The Crazyflie 2.0 is an open-source quadcopter with 2 micro controllers developed by Bitcraze: The NRF51 Cortex-M0 Chip handles radio communication and power management. The STM32F405 Cortex-M4@160MHz Chip manages flight control, sensor and telemetry data, motor control as well as additional user development. Crazyflie 2.0 supports Bluetooth LE as well as 2.4GHz 20dBm radio control.
In this paragraph you will find a list of the Crazyflie’s hardware specifications.
These specifications match the developer’s data, a full list can be found here.
Size (WxHxD): 92x92x29mm (motor-to-motor and including motor mount feet)
20 dBm radio amplifier tested to > 1 km range LOS with Crazyradio PA
Bluetooth Low Energy support with iOS and Android clients available (tested on iOS 7.1+ and Android 4.4+)
Radio backwards compatible with original Crazyflie and Crazyradio
STM32F405 main application MCU (Cortex-M4, 168MHz, 192kb SRAM, 1Mb flash)

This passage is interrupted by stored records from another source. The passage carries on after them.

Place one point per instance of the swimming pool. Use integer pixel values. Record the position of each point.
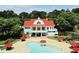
(37, 48)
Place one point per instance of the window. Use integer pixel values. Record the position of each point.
(27, 27)
(43, 28)
(52, 27)
(47, 28)
(38, 28)
(34, 28)
(38, 22)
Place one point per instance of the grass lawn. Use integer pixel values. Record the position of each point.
(53, 38)
(11, 41)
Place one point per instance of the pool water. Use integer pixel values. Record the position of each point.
(37, 48)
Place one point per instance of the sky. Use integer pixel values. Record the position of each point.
(29, 8)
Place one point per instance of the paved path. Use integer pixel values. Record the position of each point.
(21, 47)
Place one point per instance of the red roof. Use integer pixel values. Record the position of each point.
(46, 23)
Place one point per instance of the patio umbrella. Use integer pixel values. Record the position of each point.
(75, 49)
(43, 41)
(75, 44)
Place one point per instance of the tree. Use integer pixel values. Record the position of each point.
(75, 10)
(53, 14)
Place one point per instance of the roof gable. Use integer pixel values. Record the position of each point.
(43, 22)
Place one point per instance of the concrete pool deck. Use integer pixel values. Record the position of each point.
(21, 47)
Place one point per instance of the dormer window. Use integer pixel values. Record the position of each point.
(38, 22)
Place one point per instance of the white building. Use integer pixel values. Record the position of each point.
(40, 27)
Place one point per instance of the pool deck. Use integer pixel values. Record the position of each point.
(21, 47)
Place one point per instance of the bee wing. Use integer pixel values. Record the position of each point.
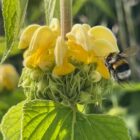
(131, 51)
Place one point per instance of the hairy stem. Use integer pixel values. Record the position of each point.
(66, 16)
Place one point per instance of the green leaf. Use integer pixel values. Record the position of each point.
(14, 51)
(11, 123)
(104, 6)
(49, 10)
(13, 15)
(46, 120)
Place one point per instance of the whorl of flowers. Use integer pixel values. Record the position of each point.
(71, 70)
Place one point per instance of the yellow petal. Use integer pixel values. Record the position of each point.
(26, 36)
(55, 26)
(77, 52)
(79, 36)
(103, 48)
(45, 61)
(8, 77)
(64, 69)
(101, 32)
(30, 61)
(103, 70)
(60, 51)
(44, 37)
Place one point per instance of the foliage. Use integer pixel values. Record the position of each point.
(46, 119)
(123, 102)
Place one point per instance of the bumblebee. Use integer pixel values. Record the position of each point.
(118, 66)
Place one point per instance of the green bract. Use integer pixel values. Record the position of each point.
(78, 87)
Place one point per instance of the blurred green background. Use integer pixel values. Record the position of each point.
(123, 18)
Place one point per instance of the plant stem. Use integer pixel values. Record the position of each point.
(66, 16)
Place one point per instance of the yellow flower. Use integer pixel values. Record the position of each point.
(40, 53)
(62, 67)
(8, 77)
(92, 45)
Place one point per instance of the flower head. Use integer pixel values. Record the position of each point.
(40, 53)
(92, 45)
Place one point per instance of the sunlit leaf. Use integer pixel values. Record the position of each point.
(14, 50)
(11, 123)
(46, 120)
(13, 16)
(104, 6)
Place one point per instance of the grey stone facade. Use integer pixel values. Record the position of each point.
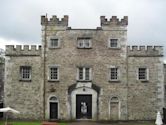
(2, 73)
(127, 97)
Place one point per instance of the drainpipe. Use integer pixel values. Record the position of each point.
(44, 66)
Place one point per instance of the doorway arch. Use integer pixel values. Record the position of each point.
(114, 108)
(53, 108)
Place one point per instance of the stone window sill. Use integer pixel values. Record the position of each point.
(114, 81)
(53, 80)
(25, 80)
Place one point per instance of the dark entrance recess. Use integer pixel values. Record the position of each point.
(1, 113)
(164, 115)
(53, 110)
(83, 106)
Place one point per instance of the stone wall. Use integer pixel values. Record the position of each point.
(2, 73)
(137, 100)
(145, 98)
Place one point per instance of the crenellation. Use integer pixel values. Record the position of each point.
(54, 21)
(142, 48)
(25, 50)
(114, 21)
(18, 47)
(143, 51)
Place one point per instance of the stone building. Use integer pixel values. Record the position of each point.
(84, 74)
(2, 68)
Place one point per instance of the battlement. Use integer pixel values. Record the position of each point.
(145, 51)
(114, 21)
(54, 21)
(24, 50)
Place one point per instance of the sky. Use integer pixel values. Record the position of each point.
(20, 19)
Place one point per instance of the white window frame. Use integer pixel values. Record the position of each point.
(147, 74)
(84, 74)
(109, 43)
(118, 73)
(53, 38)
(83, 41)
(21, 72)
(49, 73)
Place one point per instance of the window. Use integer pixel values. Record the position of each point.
(114, 74)
(25, 72)
(143, 74)
(54, 73)
(54, 43)
(84, 43)
(84, 73)
(113, 43)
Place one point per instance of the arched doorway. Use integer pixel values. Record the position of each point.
(114, 108)
(53, 108)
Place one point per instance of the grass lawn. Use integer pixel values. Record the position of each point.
(39, 123)
(26, 123)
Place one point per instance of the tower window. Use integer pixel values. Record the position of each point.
(113, 43)
(53, 73)
(84, 43)
(25, 72)
(113, 74)
(84, 73)
(54, 43)
(143, 74)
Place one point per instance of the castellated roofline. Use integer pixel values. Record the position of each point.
(114, 21)
(145, 51)
(64, 21)
(25, 50)
(54, 20)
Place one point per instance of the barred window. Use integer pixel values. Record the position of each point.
(113, 73)
(84, 73)
(142, 73)
(84, 43)
(113, 43)
(25, 72)
(54, 43)
(54, 73)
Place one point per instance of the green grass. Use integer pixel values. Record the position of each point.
(26, 123)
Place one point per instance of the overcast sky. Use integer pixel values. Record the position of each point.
(20, 19)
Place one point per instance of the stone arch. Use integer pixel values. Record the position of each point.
(84, 91)
(53, 107)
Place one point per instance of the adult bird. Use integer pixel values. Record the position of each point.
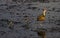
(41, 17)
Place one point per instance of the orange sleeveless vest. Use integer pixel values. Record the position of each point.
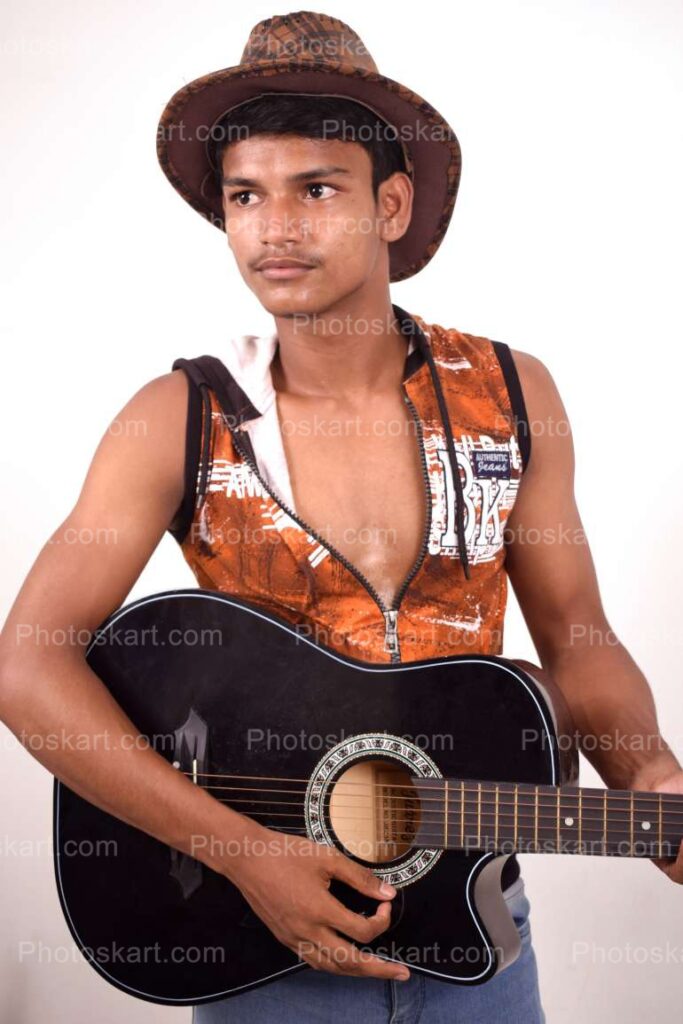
(239, 537)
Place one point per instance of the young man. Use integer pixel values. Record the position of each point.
(391, 540)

nRF51822 radio and power management MCU (Cortex-M0, 32Mhz, 16kb SRAM, 128kb flash)
3 axis gyro (MPU-9250)
3 axis accelerometer (MPU-9250)
3 axis magnetometer (MPU-9250)
High precision pressure sensor (LPS25H)
Flight time with stock battery: 7 minutes
Charging time with stock battery: 40 minutes
Max recommended payload weight: 15 g
Basic functionality and features
Price: Quadcopter: 195 EUR, Crazyradio 32,50 EUR
Crazyflie 2.0 is an open source hardware project. If you decide to start developing with the Crazyflie 2.0, you have access to all hard and software specifications, source code for the client application as well as mobile apps. Additional expansion boards like the Z-ranger deck or an led ring expand the Crazyflie’s range of functions even further. A prototyping board enables development of individual hardware components, for example attaching a small camera, for the quadcopter. Crazyradio is a 2.4 GHz radio dongle that enables radio communication between the Crazyflie 2.0 and the Crazyflie Client within a range of up to 1 kilometer.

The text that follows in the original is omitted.